I unlocked the door and gestured inside with a flourish. “Welcome to my personal purgatory.”
She stepped in, sniffed, and immediately wrinkled her nose. “Why does it smell like a church and chlorine had a baby?”
“Bleach and disapproval,” I said flatly, tossing a bag onto the bed. “The ambiance is very ‘failed boarding school for the emotionally stunted’.”
She flopped on the bed, limbs splayed like a starfish. “Wow. You really know how to live.”
“That’s why I never invited you over. That and the risk of my aunt interrogating you and reporting back to your dad about the delinquent you were seen with.”
“Aww. You were protecting me.” She clutched her chest. “Sin has a heart after all.”
“Fuck off.”
She grinned, then started flicking through her phone and I started packing.
It didn’t take long—I didn’t have much. A few clothes. My beat-up iPod. The new black jersey sheets I’d ordered and never opened. Everything else stayed. None of it was really mine.
By the time I was done, Thalia was watching me from the kitchenette, cigarette smoke curling around her. “You sure about this?”
I opened my mouth to answer, but was interrupted.
“Leaving, then?” The voice was sharp, clipped.
My aunt stood in the doorway, perfectly ironed as always. Every strand of hair coiled into place. Not a smudge of eyeliner out of line. A mannequin with teeth.
“I am,” I said without looking at her.
She scanned the room like she was tallying up the damage. “You walk out that door, you are no longer part of this family.”
“Cool. Should I leave my collar and chain on the bed, or…?”
Her eyes narrowed, but her voice stayed ice-cold. “You’re lucky I took you in after your parents were done with you.”
That hit harder than it should’ve. I shouldn’t have cared about the people who brought me into this world. Not when they’d never cared about me.
I clenched my jaw. “Why did you? Huh? It’s obvious you didn’t want me.”
“I had a duty to my family,” she said, coldly. “I tried to fix you. But you’re beyond repair. I don’t hold out any hope. From what I’ve heard, you won’t keep that job much longer.”
The floor felt like it shifted slightly beneath me.
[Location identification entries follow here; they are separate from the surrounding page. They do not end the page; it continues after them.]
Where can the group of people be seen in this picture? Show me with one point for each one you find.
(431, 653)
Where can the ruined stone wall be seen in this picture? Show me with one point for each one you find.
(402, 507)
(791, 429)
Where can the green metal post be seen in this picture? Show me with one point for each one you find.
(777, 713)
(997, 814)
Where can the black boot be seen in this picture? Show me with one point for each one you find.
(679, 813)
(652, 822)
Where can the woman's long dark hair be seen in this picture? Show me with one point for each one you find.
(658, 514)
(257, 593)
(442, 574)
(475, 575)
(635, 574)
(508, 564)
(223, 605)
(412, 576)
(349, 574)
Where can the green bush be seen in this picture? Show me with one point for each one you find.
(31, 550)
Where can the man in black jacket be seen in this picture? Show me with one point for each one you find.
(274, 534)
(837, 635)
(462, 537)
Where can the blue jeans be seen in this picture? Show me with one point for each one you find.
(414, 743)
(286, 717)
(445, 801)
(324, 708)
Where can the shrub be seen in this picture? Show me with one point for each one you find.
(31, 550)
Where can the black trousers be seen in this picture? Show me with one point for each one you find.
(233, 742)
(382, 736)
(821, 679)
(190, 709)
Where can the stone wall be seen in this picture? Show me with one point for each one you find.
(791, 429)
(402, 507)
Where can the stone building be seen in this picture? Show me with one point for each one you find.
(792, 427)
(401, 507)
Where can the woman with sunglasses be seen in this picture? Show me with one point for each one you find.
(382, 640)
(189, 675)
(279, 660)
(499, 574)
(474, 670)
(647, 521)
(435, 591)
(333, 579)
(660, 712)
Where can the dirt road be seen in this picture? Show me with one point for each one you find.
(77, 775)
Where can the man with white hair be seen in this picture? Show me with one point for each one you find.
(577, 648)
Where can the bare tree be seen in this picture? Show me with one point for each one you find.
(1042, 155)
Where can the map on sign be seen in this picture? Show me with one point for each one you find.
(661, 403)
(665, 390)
My stomach dipped. That was the first I’d heard of my job being in jeopardy. Timothy was an asshole, sure—but did he have that kind of pull?
She didn’t scream. Didn’t make a scene. Just delivered each word like a scalpel, slicing skin with practiced, painless precision.
Once she’d finished, she turned and walked away. No hug. No goodbye. That was her answer. The final tether with my family was severed.
The apartment was nothing like the antiseptic white hell I’d just left. It was loud. Lived-in. Still half-unpacked from Thalia moving in. A third-floor walk-up in an old building that creaked like it had stories to tell. The hallways smelled like old books and curry from the family downstairs. One of the windows had a spiderweb crack in the corner that caught the light just right.
The ceilings were high. The walls were white brick. A sliver of the skyline peeked through the window in my room, and I could just barely hear the hum of the city. Not the rich part. The other part. The real part. One where I felt like I might actually fit in.
Claire had lit candles everywhere. Sage and bergamot and something floral I couldn’t place. Thalia had strung up fairy lights in the kitchen even though half of them didn’t work.
My bedroom was small—barely room for a bed and a narrow dresser. But it was mine. The floor was uneven. There was chipped paint along the windowsill. It had character. I loved it.
The silence that settled around me wasn’t peaceful once they’d left me to unpack. It was echoing, like everything inside my chest had spilled out and left behind a hollow.
I sat on the edge of the bed, duffel bag at my feet, fingers twitching. I pulled out my phone. Theo’s name glowed on thescreen. My thumb hovered before I tapped. He picked up on the third ring.
“Hey,” he said, voice warm, familiar. “Everything okay?”